Search code examples
pythondictionaryscipysparse-matrixkey-value

How to create a sparse binary matrix from a dictionary in python


I have a .tsv file from which I've created a pyhton dictionary where the keys are all the movie_id and the values are the features (every movie has a different number of features).

Here's an example of my dictionary:

enter image description here

Goal to achieve:

From this dictionary I want to create an item-features sparse matrix to use for a recommender system project. At the end I would like to have a binary sparse matrix with 1 when a movie has a certain feature. Something like this:

enter image description here

My code:

To create the dictionary:

def Dictionary():
    d={}
    l=[]
    with open(filepath_mapping) as f:
        for line in f.readlines():
            line = line.split()
            key = int(line[0])
            value = [int(el) for el in line[1:]]
            d[key] = value
    return(d)

movie_features_dict = Dictionary()

To create the item-features matrix from the dictionary:

n = len(movie_features_dict)
value_lengths = [len(v) for v in movie_features_dict.values()]
d = max(value_lengths)
print(f"ITEM*FEATURES matrix shape: {n,d}\n")

item_feature_matrix = sp.dok_matrix((n,d), dtype=np.int8)

for movie_ids, features in movie_features_dict.items():
    item_feature_matrix[movie_ids, features] = 1

item_feature_matrix = item_feature_matrix.tocsr()
print(item_feature_matrix.shape)

Issues:

I have 22069 movies and the movie with the maximum number of features should have 885 features, so theoretically I should have a 22069*885 matrix, but with the code I've written I continue having this error:

raise IndexError('index (%d) out of range' % max_indx)
IndexError: index (614734) out of range

Solution

  • I write this answer for future users that will have a similar problem.

    As I said in comments to other answers above, the creation of a new pandas dataframe was not useful for my needs, so this is the solution I've implemented.

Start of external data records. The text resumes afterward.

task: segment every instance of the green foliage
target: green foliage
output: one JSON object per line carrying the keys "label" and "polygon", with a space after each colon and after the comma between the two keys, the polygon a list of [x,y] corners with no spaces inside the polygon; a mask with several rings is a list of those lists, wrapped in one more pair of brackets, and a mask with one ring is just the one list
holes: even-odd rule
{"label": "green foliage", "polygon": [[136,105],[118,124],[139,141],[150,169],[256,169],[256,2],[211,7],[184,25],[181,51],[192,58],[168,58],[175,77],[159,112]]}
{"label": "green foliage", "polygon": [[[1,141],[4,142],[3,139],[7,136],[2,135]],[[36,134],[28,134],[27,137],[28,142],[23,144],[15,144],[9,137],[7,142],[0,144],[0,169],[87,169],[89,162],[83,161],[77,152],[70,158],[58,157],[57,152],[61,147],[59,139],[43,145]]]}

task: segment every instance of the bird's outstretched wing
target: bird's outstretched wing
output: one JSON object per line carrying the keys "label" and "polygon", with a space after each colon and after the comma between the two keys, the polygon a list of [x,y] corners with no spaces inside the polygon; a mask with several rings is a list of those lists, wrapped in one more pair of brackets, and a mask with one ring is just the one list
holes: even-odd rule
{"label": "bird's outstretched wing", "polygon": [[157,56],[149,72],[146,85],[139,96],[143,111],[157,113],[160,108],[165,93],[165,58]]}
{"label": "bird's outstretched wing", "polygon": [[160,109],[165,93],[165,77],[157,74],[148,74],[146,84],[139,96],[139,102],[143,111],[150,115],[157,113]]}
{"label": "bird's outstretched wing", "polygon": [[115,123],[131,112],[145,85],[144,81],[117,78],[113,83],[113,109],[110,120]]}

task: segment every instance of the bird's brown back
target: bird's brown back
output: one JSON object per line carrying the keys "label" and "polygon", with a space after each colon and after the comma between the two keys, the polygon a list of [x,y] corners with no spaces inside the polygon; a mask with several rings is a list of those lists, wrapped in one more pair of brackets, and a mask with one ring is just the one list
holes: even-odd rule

    Based on this answer I've created the sparse matrix in this way:

    from sklearn.feature_extraction import DictVectorizer
        
    restructured = []
    for key in movie_features_dict:
        data_dict = {}
        for feat in movie_features_dict[key]:
            data_dict[feat] = 1
        restructured.append(data_dict)
    
    dictvectorizer = DictVectorizer(sparse=True)
    matrix_item_features = dictvectorizer.fit_transform(restructured)
    print(f"Item-feature matrix shape: {matrix_item_features.shape}")
    

    You can take a view here and here to have a better understanding of how DictVectorizer works.